# Web Scraping HondaWeb to Obtain Member Skills

In [1]:
import requests, lxml.html
from getpass import getpass
from bs4 import BeautifulSoup

s = requests.session()

The default login page requires that a user enters their user name and password.  But, there may be some additional data that we may need to send with our request in addition to the user name and password.  Most often, they are defined as **hidden inputs** in the html's ```form``` tag.

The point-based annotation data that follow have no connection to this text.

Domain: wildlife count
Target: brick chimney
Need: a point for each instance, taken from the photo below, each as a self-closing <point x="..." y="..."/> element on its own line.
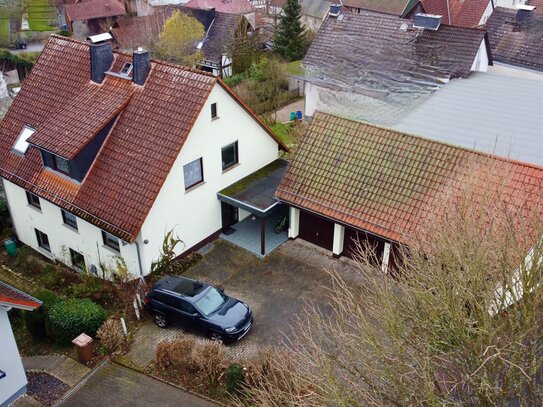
<point x="141" y="66"/>
<point x="101" y="55"/>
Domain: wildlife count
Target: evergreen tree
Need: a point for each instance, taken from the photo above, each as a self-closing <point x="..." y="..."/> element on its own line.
<point x="289" y="41"/>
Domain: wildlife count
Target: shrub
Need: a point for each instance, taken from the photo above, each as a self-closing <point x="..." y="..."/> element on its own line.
<point x="234" y="378"/>
<point x="37" y="321"/>
<point x="111" y="335"/>
<point x="175" y="354"/>
<point x="211" y="359"/>
<point x="72" y="317"/>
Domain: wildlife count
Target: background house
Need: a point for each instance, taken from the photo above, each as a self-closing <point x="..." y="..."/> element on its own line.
<point x="376" y="67"/>
<point x="220" y="32"/>
<point x="103" y="153"/>
<point x="92" y="17"/>
<point x="378" y="186"/>
<point x="12" y="375"/>
<point x="515" y="37"/>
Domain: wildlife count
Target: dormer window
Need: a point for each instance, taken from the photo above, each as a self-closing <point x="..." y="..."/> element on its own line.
<point x="61" y="164"/>
<point x="126" y="69"/>
<point x="21" y="145"/>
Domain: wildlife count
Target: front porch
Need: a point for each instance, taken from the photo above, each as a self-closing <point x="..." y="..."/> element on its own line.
<point x="247" y="233"/>
<point x="250" y="212"/>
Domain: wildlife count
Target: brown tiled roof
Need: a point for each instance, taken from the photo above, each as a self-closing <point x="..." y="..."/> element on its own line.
<point x="92" y="9"/>
<point x="229" y="6"/>
<point x="16" y="298"/>
<point x="384" y="181"/>
<point x="138" y="153"/>
<point x="464" y="13"/>
<point x="395" y="7"/>
<point x="516" y="43"/>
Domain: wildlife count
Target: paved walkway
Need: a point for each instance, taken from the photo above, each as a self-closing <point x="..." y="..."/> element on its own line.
<point x="276" y="288"/>
<point x="283" y="114"/>
<point x="114" y="385"/>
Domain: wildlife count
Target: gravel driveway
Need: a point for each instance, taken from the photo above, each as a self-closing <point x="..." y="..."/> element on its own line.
<point x="276" y="288"/>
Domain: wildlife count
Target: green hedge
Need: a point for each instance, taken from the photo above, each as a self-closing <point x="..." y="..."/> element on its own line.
<point x="72" y="317"/>
<point x="37" y="321"/>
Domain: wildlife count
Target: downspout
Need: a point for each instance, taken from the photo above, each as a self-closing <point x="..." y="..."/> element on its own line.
<point x="139" y="259"/>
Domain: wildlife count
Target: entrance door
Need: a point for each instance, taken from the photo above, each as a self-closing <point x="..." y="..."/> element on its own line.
<point x="229" y="214"/>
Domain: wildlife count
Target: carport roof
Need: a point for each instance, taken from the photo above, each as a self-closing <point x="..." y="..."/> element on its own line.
<point x="255" y="193"/>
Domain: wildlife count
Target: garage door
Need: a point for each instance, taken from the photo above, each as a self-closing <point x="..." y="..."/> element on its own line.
<point x="350" y="246"/>
<point x="316" y="230"/>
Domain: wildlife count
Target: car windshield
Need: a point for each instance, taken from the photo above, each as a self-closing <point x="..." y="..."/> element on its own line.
<point x="210" y="301"/>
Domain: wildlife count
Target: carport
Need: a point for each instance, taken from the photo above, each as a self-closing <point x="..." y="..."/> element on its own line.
<point x="250" y="211"/>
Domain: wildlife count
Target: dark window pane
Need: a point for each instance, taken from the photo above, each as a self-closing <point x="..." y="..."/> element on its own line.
<point x="111" y="241"/>
<point x="33" y="200"/>
<point x="78" y="261"/>
<point x="229" y="155"/>
<point x="61" y="164"/>
<point x="43" y="240"/>
<point x="193" y="173"/>
<point x="69" y="219"/>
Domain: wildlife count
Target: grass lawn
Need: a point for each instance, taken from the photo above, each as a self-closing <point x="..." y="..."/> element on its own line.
<point x="40" y="14"/>
<point x="282" y="130"/>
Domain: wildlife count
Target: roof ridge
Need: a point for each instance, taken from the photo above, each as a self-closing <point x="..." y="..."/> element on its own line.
<point x="439" y="142"/>
<point x="156" y="61"/>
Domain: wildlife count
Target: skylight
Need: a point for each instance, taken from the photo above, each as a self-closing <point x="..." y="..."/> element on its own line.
<point x="21" y="145"/>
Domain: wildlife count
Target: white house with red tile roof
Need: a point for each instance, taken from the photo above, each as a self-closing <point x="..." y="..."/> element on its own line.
<point x="12" y="375"/>
<point x="103" y="153"/>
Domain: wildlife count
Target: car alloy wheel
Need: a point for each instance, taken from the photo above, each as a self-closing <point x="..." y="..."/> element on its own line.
<point x="216" y="337"/>
<point x="160" y="320"/>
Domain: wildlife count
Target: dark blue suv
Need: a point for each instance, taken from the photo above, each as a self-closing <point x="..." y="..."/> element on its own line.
<point x="200" y="307"/>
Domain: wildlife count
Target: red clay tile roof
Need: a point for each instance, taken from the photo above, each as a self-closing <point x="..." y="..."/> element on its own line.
<point x="138" y="153"/>
<point x="516" y="43"/>
<point x="92" y="9"/>
<point x="384" y="181"/>
<point x="15" y="298"/>
<point x="464" y="13"/>
<point x="223" y="6"/>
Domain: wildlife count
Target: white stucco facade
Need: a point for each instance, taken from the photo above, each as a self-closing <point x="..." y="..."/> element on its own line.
<point x="193" y="215"/>
<point x="13" y="379"/>
<point x="87" y="240"/>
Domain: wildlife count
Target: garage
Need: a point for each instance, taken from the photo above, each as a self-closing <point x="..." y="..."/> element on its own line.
<point x="352" y="236"/>
<point x="316" y="230"/>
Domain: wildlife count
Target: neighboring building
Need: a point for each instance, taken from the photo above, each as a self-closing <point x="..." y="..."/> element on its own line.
<point x="461" y="13"/>
<point x="314" y="13"/>
<point x="379" y="186"/>
<point x="92" y="17"/>
<point x="220" y="32"/>
<point x="398" y="8"/>
<point x="515" y="38"/>
<point x="376" y="67"/>
<point x="484" y="111"/>
<point x="103" y="153"/>
<point x="12" y="374"/>
<point x="241" y="7"/>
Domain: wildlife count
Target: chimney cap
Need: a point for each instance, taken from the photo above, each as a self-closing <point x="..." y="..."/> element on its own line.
<point x="95" y="39"/>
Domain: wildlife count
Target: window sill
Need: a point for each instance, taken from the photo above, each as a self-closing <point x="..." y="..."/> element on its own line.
<point x="192" y="188"/>
<point x="111" y="249"/>
<point x="35" y="208"/>
<point x="230" y="168"/>
<point x="70" y="228"/>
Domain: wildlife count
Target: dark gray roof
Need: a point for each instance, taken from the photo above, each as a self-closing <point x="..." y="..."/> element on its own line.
<point x="516" y="42"/>
<point x="315" y="8"/>
<point x="490" y="113"/>
<point x="384" y="63"/>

**We can programmatically obtain hidden input fields in the log-in page:**

In [12]:
login_url = 'https://hondasites.com/auth/default.html'

login = s.get(login_url)
login_html = lxml.html.fromstring(login.text)
hidden_inputs = login_html.xpath(r'//form//input[@type="hidden"]')

# Create Python dictionary containing key-value pairs of hidden inputs
form = {x.attrib["name"]: x.attrib["value"] for x in hidden_inputs}
print(form)

{'login_referrer': '', 'login': 'Y'}


From above, we see that there are 2 hidden inputs: ```login_referrer``` and ```login```.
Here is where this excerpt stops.